We consider two samples of equal size $n$:

$$ \mathbf{x} = ( x_1, x_2, \ldots, x_n ), \quad \mathbf{y} = ( y_1, y_2, \ldots, y_n ). $$

The samples are generated according to the following rules:

$$ x_1, y_{1..n-1} \sim \mathcal{N}(10, 1), $$$$ x_{2..n}, y_n \sim \mathcal{N}(20, 1). $$

We also define the following weight vectors:

$$ \mathbf{w} = ( w_1, w_2, \ldots, w_n ), \quad \mathbf{v} = ( v_1, v_2, \ldots, v_n ), $$

where

$$ w_1 = 0.5,\quad w_2 = w_3 = \ldots = w_n = 0.5 / (n - 1), $$$$ v_1 = v_2 = \ldots = v_{n - 1} = 0.5 / (n - 1),\quad v_n = 0.5. $$

Essentially, such configuration corresponds to a mixture of two normal distributions: $0.5 \mathcal{N}(10, 1) + 0.5 \mathcal{N}(20, 1)$. Sample $\mathbf{x}$ has one value from the first mode and $n-1$ values from the second mode. Sample $\mathbf{y}$ has $n-1$ values from the first mode and one value from the second mode. The weight vectors $\mathbf{w}$ and $\mathbf{v}$ specify the rebalancing procedure so that pairs $\langle \mathbf{x}, \mathbf{w}\rangle$ and $\langle\mathbf{y}, \mathbf{v}\rangle$ are equivalent from the weighted sampling point of view.

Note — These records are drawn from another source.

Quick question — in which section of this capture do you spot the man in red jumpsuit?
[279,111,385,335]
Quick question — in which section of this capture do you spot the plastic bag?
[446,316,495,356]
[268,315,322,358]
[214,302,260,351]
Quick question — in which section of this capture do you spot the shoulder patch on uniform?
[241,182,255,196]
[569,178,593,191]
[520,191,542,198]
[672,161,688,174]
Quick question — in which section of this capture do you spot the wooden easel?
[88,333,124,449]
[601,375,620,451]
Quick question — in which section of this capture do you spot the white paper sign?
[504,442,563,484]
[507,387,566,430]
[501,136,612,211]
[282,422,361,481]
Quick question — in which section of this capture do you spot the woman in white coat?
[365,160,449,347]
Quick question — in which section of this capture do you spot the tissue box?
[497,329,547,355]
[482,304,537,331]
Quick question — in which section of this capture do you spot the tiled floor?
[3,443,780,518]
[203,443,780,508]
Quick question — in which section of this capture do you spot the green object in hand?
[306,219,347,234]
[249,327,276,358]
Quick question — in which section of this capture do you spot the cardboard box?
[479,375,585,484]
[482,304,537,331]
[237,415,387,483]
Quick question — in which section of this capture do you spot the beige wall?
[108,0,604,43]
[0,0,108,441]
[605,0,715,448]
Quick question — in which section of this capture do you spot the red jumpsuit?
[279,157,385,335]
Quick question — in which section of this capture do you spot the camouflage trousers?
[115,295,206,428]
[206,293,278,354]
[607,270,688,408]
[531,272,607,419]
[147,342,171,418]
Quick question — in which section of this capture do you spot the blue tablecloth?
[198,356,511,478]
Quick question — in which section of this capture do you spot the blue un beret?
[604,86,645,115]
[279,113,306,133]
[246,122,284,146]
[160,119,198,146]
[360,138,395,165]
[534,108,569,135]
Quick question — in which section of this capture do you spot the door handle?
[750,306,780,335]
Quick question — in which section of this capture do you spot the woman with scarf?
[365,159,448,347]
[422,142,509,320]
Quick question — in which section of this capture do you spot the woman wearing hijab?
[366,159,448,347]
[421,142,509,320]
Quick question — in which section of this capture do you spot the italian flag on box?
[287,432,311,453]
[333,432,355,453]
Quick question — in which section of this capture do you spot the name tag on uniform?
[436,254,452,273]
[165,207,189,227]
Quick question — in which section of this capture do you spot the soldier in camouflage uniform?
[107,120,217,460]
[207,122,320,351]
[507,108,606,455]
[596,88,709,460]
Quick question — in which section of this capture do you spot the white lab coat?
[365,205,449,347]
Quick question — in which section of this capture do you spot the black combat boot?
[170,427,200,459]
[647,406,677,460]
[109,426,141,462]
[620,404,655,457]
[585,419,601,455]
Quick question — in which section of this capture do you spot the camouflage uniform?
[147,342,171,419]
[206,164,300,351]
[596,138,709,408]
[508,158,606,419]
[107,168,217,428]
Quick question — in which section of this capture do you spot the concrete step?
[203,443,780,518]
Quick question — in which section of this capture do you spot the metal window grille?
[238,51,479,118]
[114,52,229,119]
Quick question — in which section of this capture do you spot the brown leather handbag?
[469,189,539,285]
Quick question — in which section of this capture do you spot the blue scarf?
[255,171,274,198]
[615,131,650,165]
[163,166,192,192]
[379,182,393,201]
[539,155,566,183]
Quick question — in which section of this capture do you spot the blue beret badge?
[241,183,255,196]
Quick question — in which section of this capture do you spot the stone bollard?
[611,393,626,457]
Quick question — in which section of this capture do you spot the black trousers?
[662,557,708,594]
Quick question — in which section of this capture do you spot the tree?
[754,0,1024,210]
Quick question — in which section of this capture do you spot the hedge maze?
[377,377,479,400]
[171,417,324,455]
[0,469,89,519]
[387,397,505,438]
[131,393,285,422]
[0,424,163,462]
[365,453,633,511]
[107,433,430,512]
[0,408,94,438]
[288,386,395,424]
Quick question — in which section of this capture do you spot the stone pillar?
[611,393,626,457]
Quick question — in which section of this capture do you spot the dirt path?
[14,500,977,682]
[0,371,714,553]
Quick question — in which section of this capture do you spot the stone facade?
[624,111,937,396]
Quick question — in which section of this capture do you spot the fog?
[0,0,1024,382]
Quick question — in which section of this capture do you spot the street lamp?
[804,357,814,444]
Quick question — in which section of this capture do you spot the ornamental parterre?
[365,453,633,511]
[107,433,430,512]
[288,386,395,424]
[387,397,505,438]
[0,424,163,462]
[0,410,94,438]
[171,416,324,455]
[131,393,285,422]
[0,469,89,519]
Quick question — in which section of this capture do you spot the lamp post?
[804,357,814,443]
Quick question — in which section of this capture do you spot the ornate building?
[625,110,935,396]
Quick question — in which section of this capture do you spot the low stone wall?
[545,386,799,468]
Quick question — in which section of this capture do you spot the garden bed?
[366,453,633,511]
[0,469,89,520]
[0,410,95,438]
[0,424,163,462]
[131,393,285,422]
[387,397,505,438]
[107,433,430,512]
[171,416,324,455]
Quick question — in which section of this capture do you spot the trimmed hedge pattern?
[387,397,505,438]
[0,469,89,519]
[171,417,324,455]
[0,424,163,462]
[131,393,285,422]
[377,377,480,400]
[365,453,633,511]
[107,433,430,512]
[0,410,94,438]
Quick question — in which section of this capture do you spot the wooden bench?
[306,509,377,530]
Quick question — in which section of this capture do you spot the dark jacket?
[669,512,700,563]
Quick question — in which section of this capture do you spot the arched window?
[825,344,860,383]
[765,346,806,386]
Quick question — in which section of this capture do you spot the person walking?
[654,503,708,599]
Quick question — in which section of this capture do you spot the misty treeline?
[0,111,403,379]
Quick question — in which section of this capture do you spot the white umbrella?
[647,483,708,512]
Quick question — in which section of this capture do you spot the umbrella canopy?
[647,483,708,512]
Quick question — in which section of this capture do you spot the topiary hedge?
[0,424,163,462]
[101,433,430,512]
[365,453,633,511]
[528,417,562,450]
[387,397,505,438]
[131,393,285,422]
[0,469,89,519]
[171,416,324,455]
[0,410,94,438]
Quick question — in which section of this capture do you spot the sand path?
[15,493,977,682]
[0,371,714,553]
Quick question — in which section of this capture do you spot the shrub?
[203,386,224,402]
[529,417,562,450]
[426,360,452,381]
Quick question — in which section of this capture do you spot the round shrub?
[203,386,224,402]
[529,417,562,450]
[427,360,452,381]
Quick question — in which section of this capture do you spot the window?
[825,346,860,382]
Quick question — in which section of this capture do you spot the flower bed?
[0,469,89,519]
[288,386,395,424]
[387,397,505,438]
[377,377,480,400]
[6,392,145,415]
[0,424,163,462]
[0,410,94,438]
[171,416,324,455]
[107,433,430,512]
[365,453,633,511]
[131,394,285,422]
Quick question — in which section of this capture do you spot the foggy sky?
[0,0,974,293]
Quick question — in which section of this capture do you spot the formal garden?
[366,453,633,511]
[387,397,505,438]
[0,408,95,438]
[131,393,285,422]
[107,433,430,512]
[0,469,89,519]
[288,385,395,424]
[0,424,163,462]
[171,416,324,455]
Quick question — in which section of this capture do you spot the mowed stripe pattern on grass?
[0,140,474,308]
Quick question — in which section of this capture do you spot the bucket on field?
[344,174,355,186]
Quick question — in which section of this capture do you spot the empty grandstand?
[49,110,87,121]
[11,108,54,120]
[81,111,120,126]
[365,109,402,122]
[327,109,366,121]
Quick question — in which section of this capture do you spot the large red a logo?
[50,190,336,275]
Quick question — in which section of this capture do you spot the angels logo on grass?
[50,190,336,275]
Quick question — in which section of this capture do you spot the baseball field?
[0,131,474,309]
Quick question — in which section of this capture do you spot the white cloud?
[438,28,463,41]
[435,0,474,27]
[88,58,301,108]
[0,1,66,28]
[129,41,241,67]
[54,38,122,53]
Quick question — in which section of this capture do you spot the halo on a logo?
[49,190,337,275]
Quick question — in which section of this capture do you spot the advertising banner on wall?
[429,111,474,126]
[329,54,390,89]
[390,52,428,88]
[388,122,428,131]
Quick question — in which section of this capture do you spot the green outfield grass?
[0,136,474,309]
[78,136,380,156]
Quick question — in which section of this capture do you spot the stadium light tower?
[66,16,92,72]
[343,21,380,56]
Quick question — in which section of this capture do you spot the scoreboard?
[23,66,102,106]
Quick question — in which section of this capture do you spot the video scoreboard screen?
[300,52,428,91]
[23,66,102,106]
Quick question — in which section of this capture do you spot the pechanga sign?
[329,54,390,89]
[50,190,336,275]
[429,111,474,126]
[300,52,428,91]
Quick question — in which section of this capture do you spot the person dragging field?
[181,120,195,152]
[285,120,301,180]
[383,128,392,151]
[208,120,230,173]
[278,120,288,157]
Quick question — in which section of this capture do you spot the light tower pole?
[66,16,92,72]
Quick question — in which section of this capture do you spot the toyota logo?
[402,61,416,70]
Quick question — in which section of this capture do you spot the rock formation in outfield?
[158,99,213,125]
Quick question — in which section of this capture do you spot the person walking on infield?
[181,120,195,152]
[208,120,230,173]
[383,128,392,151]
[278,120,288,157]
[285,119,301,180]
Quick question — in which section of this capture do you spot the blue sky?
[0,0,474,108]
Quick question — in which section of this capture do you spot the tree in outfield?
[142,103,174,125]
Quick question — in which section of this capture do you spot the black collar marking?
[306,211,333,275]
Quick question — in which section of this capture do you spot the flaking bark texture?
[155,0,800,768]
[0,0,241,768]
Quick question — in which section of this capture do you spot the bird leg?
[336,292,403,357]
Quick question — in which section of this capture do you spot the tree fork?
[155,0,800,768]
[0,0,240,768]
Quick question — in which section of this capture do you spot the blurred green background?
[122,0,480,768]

Now let us build the distribution of $U_\circ^\star(\mathbf{x}, \mathbf{y}, \mathbf{w}, \mathbf{v})$. Here are the corresponding density plots for $n \in \{ 10, 25, 100, 500 \}$:

As we can see, the obtained distributions are far from normal and closer to a triangular distribution. At the moment, I do not have strict proof of non-normality for this case (theoretically, it still can converge to $\mathcal{N}(0.5, \sigma^2)$ for extremely large $n$). However, numerical simulations show that we cannot define a normal distribution that is an acceptable approximation for practical case studies.